Tetartanomaly

A type of blue-yellow Anomalous Trichromacy that has many theoretical mechanisms, but none of which have ever been detected in humans. It would have the same similarities to Tritanomaly that Deuteranomaly has to Protanomaly.

Tetartanomaly would require a ‘weakening’ of the yellow side of the blue-yellow Opponent Channel. Because the yellow excitation is equal to the sum of excitations of the L- and M-Cones (together representing yellow), some of these theoretical mechanisms are:

  • Looking through a blue tinted lens that blocks yellow light, similar to the cataract-related cause of Cyanopsia. This would be the opposite of one common cause of mild Tritanomaly, which is age-related yellowing of the cornea, which is akin to looking through a yellow lens.
  • A decrease of the sensitivity of either the L- or M-Cones would result in a tetartanomaly, but would also lead to a red-green anomaly. For the tetartanomaly to exist without red-green anomaly, both cones would have to decrease in sensitivity simultaneously and to a similar degree. There is no known mechanism for decreasing the sensitivity of the L- or M-Opsin.
  • Significantly changing the Retinal Mosaic by replacing the majority of L- and M- Cones with S-Cones would introduce a Tetartanomaly. Similarly, if the cones lost to Protanopia and Deuteranopia were replaced with S-Cones, this would cause a slight Tetartanomaly in addition to the stronger red-green effect. However, a loss of M-Cones is generally mostly replaced with L-Cones and vice versa (see Cone Mosaic).
  • A decrease in the M-Opsin’s Peak Wavelength would cause a very slight Tetartanomaly, but would also lead to a much more significant improvement to the Red-Green Opponent Channel. There is also no known allele for an M*-Opsin with a lower Peak Wavelength.
  • A decrease in the Peak Wavelength of both M- and L-Opsins could introduce a Tetartanomaly while minimizing the effect on the red-green channel (though also decreasing the size of the Visible Spectrum).

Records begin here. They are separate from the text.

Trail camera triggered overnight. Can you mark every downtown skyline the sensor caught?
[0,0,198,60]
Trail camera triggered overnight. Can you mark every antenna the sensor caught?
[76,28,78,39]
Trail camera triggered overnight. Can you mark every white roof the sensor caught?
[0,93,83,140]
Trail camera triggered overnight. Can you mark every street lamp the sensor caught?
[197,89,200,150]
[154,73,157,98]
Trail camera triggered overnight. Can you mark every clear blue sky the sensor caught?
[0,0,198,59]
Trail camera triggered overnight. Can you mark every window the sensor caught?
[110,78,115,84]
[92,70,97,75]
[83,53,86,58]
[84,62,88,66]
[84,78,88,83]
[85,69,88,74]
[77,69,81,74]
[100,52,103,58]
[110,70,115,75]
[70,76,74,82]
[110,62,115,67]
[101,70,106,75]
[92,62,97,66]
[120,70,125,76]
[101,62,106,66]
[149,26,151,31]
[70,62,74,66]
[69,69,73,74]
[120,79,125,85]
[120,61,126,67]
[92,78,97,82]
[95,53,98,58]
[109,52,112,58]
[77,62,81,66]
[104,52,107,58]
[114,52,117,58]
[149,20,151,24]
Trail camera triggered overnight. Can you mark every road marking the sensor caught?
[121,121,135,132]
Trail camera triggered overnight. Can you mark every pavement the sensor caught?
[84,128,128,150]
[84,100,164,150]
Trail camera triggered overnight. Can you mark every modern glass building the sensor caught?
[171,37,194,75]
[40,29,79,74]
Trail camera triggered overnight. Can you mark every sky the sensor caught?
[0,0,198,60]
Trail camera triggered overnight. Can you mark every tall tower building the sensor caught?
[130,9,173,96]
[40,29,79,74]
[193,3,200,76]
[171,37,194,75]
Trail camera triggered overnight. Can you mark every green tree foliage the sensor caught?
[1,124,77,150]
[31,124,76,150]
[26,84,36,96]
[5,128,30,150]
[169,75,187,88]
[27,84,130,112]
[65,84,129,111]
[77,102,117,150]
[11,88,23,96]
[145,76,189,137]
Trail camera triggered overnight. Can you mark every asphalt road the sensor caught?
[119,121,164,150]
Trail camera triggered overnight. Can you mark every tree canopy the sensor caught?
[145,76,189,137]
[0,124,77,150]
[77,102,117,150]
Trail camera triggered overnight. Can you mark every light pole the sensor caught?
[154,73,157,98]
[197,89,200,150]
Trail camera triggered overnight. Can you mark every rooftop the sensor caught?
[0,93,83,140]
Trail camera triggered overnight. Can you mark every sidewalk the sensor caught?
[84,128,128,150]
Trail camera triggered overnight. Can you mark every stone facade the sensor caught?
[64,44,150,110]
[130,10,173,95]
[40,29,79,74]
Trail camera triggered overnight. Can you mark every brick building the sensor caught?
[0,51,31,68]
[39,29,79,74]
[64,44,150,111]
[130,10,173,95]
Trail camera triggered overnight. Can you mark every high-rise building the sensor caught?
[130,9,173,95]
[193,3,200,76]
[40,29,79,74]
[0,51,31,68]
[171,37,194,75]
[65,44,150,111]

Like Tetartanopia, there are also theoretical mechanisms that may exist further down the Phototransduction Pathway (Neurological CVD).

If hypothetically human Color Vision consisted of 4 cones, where the 4th cone is introduced with Peak Sensitivity at 545nm, and replaced the L- and M-Cones in the blue-yellow Opponent Channel “calculation”, the resulting vision would be nearly identical to the current Standard Observer. However, if this 4th “Yellow” Cone were then to decrease in sensitivity or be shifted towards the S-Cone in the Absorption Spectrum, then the individual would experience Tetartanomaly without an effect on the Red-Green Opponent Channel.